My feelings are mainly of relief. As Ty commented on the above post, college is "one of the final times that most of your movements are judged so closely by the standards of someone else's views of success." I'm still going on to graduate school, but at least now I can focus on what I really wanted to study all along. 

What inspires me right now 

Chocolate. And Fragments. And the big, exciting TBR pile that I will now finally have time for. Also, crocheting. I'm making a blanket/couch throw in "springy" colors, and it's coming out really well. It looks lovely.

Monday, May 19, 2014

Finally: Graduation

Yesterday, I graduated from college with my B.A.

Hooray!

Finally. Thank God. 

I wish that I could say college was the "best four years of my life," like people kept telling me it was going to be, but first of all I hate that saying, and second of all, it wasn't. It was good, of course, but it wasn't the best. Trying to classify parts of your life as "best" just leaves you constantly disappointed. So I try not to think of things in terms of "best."

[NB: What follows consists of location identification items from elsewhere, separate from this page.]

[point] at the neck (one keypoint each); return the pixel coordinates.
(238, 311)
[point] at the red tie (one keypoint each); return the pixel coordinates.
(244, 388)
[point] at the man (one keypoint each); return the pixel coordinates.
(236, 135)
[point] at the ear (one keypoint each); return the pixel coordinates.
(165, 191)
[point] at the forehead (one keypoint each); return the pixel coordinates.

I had a post planned out about things I did and learned while in college, but I'd like to keep some of that to myself for now. 

I started this blog as a freshman. Somehow, I managed to keep it up. If I could do it again, I'd rename it something less cheesy and more truthful. The "voices" in the title were meant to refer to the different characters I had knocking around in my head -- yet, specifics about my writing are one of the things I hardly ever talk about on here.

When I examine myself, I'm sometimes surprised to think that I write a blog at all. I'm more internally focused. I don't like sharing personal things even to friends with whom I am close, let alone strangers online. A lot of what I write here reads as shallow to me compared to other bloggers who regularly bare their souls in their posts and wear their hearts on their sleeves (or rather, on their blogs). 

But despite that, I'd like to think I'm occasionally funny. :)

I keep feeling like the college will call me and tell me that I forgot to do something, or that I'll wake up back in the fall semester of junior year (aka: Hell). I'll start believing I've graduated in a week or so, when I continue to wake up in my parents' house and not my dorm room.

And then I'll go back to graduate school.

And keep writing. And doing other things. And, finally, getting around to beta-reading everything from my CP's. Seriously, though, the incentive of finally being able to get back to their manuscripts really helped motivate me to grit my teeth, finish my final requirements, and graduate. I like beta-reading. If any of them are reading this, thank you for writing your stories and sharing them with me.

What's next? I have only a general idea. First, though, I have to unpack.